Alan Waxman, May 8, 2016

 

A multinational corporation issues a difficult directive to a CEO:

 

Facilitate economic growth in the post industrial and informal cities of the world.

 

The mines are mined out, the factories closed, the sidewalks cracked, the buildings burnt.  Clusters of tar paper houses climb ridge lines.  Nonetheless, the corporate economy must grow. Something moves in an alley: a child, a family, an old man.  Life stirs.  Like the determined volunteer species that colonize the broken city, human beings persist with a zest for life.

 

And death waits.  It waits and is held back by a growing and lucrative assembly of machinery operating in hospitals.

 

A grandfather lies strapped to a chair in a lonely room, body penetrated by 20 tubes.  A teenage boy is resuscitated after multiple bullet wounds.  An asthmatic girl suffers from complications involving compound chronic diseases.  Life continues.  And with each hour, each minute, insurance pays the bills.  Our very appreciation and value for life sustains one of the largest and fastest growing industries in the world.

 

Research shows that the greater the poverty, the greater the post-industrial funk, the greater the chronic disease.  And this is translated into money.  In the United States, chronic disease accounts for over two thirds of all $3 trillion of hospital costs. (1)(2)

 

The very industrial systems that exacerbate urban decay create the environment of chronic disease that drives up hospital costs.(3) Rather than field or mine, the human body has become the site of extraction in post-industrial cities. The pay-out comes in insurance dollars generated by our collective care in fellow human beings.  

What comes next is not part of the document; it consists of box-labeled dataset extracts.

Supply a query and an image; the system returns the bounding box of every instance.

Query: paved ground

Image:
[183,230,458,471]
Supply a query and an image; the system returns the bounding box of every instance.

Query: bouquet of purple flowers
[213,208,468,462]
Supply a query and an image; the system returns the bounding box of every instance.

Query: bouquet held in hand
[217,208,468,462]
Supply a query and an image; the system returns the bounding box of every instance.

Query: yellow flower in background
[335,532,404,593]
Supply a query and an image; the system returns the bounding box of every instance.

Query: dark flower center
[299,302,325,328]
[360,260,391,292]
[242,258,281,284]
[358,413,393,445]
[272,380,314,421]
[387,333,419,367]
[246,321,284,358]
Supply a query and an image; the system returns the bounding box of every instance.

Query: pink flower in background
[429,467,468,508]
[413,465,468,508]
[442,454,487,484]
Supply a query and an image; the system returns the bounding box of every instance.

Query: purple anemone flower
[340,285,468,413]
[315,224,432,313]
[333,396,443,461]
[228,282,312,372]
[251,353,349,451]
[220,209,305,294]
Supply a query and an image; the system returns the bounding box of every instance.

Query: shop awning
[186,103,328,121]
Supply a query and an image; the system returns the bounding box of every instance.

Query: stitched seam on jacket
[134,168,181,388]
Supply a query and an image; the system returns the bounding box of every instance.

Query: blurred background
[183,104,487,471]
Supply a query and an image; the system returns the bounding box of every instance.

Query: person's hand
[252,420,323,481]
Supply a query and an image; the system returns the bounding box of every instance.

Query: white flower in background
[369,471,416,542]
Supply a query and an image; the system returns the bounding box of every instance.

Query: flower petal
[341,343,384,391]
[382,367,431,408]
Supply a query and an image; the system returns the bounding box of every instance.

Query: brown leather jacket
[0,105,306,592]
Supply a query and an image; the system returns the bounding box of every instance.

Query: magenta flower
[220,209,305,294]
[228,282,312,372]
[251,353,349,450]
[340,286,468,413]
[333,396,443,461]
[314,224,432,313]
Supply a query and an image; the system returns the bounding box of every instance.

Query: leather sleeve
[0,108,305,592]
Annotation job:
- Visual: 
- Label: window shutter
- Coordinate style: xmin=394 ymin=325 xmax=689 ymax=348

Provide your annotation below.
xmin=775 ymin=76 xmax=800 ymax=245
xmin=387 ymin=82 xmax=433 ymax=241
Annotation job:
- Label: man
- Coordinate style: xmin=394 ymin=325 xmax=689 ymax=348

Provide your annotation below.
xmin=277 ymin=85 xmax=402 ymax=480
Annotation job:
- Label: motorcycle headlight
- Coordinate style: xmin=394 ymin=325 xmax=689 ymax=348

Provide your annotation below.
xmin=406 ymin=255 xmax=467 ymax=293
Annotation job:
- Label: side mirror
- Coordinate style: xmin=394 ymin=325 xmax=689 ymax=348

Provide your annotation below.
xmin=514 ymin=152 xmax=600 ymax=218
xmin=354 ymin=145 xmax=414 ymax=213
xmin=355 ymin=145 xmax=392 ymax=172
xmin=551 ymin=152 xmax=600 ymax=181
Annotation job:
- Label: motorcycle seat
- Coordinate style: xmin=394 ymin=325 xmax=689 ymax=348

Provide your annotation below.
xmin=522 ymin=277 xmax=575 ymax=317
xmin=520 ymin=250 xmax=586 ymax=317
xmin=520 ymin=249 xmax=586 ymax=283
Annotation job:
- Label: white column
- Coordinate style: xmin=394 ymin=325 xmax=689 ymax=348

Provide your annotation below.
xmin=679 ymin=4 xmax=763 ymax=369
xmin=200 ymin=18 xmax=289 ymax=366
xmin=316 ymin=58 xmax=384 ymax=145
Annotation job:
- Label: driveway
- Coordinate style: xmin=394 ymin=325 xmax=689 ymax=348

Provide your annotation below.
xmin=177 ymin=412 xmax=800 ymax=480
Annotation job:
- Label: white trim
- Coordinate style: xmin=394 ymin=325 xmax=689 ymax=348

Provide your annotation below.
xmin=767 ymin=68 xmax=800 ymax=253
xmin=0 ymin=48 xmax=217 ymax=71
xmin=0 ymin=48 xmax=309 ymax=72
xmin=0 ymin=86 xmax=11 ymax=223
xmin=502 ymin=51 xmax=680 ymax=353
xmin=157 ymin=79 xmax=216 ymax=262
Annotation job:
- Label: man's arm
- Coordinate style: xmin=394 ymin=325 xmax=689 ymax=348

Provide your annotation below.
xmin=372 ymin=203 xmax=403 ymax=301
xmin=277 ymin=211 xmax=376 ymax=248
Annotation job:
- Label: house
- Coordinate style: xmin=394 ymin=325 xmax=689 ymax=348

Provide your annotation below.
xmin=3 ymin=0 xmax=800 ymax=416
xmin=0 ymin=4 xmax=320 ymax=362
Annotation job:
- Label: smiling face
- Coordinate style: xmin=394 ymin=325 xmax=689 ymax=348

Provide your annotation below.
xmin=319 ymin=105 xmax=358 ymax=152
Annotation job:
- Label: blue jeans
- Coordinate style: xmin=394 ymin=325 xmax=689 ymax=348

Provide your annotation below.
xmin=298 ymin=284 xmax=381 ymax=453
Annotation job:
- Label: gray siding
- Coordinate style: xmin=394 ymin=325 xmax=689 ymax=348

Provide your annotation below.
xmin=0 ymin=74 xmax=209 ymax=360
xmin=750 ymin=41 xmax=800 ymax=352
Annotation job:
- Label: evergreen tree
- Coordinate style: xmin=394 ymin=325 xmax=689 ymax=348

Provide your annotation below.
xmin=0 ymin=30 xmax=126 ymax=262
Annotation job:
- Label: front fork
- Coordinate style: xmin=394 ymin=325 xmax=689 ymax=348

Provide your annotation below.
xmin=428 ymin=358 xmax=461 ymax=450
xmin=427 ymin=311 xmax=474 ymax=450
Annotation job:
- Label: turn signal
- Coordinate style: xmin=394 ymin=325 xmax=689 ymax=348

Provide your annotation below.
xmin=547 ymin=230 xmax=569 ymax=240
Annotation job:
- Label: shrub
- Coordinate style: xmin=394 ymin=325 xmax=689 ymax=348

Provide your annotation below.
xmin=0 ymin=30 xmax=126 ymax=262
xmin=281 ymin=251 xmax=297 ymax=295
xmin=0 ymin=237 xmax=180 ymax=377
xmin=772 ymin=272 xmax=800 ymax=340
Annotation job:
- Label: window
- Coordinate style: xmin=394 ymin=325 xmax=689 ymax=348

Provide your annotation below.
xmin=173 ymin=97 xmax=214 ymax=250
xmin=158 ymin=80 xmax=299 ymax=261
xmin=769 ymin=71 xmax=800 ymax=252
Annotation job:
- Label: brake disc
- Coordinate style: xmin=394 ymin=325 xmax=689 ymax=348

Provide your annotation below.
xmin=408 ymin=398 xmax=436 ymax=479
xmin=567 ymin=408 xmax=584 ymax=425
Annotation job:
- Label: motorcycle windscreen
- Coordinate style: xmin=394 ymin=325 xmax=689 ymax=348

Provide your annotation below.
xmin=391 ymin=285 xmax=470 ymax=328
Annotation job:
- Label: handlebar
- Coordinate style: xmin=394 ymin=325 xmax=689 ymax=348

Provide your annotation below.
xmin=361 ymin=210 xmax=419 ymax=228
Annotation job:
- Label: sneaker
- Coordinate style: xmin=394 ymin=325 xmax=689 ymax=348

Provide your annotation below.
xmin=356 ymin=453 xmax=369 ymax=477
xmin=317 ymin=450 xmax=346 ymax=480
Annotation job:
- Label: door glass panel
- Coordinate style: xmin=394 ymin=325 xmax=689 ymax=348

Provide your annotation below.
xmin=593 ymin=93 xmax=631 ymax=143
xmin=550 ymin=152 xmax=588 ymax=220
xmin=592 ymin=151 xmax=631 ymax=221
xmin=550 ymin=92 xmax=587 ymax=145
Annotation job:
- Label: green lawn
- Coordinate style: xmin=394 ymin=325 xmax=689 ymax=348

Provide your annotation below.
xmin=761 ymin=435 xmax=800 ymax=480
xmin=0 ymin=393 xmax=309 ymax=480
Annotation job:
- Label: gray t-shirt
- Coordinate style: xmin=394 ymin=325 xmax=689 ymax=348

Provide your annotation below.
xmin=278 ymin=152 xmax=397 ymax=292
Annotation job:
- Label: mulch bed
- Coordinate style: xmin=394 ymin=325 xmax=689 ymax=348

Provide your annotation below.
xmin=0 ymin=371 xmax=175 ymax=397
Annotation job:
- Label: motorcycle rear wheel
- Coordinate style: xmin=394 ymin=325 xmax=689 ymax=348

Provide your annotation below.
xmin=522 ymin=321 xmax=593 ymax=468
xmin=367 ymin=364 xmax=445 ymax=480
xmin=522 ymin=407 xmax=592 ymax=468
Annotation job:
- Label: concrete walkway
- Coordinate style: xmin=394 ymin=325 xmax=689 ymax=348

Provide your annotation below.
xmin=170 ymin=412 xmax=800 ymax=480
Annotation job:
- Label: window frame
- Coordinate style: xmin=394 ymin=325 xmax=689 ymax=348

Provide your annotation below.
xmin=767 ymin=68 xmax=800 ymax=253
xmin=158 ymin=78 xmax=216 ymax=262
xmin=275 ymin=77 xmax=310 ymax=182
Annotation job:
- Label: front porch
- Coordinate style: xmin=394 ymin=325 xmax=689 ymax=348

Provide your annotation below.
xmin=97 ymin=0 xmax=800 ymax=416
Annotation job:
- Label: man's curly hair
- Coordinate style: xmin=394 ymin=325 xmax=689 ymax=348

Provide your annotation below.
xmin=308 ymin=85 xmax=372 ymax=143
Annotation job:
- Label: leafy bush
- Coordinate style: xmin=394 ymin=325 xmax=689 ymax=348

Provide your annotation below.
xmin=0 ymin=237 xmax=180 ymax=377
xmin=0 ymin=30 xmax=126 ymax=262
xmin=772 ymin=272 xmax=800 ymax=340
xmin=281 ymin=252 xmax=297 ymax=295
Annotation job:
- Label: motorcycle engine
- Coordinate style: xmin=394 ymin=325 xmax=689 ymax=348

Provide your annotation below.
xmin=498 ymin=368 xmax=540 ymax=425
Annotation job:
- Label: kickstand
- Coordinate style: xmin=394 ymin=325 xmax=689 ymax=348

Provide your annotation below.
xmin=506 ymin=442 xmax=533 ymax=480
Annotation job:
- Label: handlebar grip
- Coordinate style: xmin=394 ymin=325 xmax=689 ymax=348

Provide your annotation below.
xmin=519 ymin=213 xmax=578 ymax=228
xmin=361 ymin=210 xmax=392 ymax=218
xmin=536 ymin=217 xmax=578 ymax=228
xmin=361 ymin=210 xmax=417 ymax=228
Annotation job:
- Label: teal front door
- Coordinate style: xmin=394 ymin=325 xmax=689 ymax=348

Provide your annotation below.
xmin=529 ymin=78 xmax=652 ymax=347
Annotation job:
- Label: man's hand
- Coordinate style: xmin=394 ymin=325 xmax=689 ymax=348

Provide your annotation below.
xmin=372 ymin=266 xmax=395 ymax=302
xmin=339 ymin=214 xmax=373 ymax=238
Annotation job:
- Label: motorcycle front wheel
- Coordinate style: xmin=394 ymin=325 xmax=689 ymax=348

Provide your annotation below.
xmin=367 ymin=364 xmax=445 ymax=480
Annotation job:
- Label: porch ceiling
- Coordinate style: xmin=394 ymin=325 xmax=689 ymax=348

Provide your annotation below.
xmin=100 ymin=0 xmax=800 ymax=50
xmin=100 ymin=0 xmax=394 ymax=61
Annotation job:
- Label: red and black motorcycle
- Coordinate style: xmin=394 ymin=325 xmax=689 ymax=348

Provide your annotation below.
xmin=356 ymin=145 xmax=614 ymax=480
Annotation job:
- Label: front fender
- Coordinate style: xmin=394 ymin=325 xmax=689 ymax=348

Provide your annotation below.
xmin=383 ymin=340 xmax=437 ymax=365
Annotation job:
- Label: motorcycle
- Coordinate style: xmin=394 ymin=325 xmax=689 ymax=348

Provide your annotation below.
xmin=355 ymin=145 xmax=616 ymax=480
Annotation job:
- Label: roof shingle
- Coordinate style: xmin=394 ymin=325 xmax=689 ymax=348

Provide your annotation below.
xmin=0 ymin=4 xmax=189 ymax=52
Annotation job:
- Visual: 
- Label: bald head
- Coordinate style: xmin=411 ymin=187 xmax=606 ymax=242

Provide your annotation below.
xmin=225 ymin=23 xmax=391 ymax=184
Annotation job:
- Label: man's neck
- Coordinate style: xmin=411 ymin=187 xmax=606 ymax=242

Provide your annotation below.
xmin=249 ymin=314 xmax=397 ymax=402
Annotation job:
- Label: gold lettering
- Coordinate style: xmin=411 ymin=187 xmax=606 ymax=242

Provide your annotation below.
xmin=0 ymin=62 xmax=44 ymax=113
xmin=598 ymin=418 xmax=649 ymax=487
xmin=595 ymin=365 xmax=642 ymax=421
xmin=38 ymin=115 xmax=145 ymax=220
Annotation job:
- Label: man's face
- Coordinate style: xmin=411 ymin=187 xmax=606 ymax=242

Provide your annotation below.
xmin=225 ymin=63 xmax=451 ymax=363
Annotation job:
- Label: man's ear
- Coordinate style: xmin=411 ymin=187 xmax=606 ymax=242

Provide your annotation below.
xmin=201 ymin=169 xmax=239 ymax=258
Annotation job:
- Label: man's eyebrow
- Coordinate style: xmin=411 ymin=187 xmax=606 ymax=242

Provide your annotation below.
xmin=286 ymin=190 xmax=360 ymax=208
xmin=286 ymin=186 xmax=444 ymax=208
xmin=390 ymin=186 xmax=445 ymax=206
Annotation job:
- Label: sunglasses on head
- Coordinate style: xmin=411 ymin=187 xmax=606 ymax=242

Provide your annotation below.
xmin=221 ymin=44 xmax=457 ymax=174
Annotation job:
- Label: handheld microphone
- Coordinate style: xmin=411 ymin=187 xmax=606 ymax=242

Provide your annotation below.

In our current "resource" based economic model, informal systems - neighborhoods - do not escape extraction, and we who make up their living parts are seen as "resources." Although we fully conscious living beings might not be considered useful for our work performing or transforming resources, our bodies, the formal extents of our informal system, are increasingly valued as a material resource - this resource is called "our health."

 

Knowingly inhabiting our own bodies and neighborhoods, we value our own lives.  On an individual and an aggregate scale, we try to maintain some formality and order in and around our bodies, maintaining bodily processes that allow our lives to continue.  This is our lifestyle. This process of maintaining the body of an informal system, directed from the inside, but with the help of the outside is lifestyle change.  When it is a measurable economic service provided it is called "healthcare."  

 

Because healthcare is dependent on the consent of the patient - because the value of the treatment of the body is dependent on the intelligence inside the body - health is the valued resource of information urbanism,  Healthcare is the currency of intelligent living systems ecologies. 

 

This currency of intelligent informal systems is generated by operating in places and bodies of expressed need.  In this way, we can say the vulnerability of a living system is the means of production of informal capital:  Living systems generate currency in our economy through vulnerability.  Whatever structures can meet these needs of vulnerability have the greatest value.  Governments, non-government organizations, and corporations that successfully care for the most vulnerable people and locations garner local and international support. 

 

(1)Health costs are estimated for 2014 (https://www.cms.gov/research-statistics-data-and-systems/statistics-trends-and-reports/nationalhealthexpenddata/downloads/highlights.pdf)

(2)(http://www.cdc.gov/chronicdisease/overview/)

(3) See "Towards an Information Urbanism: Beyond Form and Function"

"the human body has become the site of extraction in post-industrial cities"

"Living systems generate currency in our economy through vulnerability."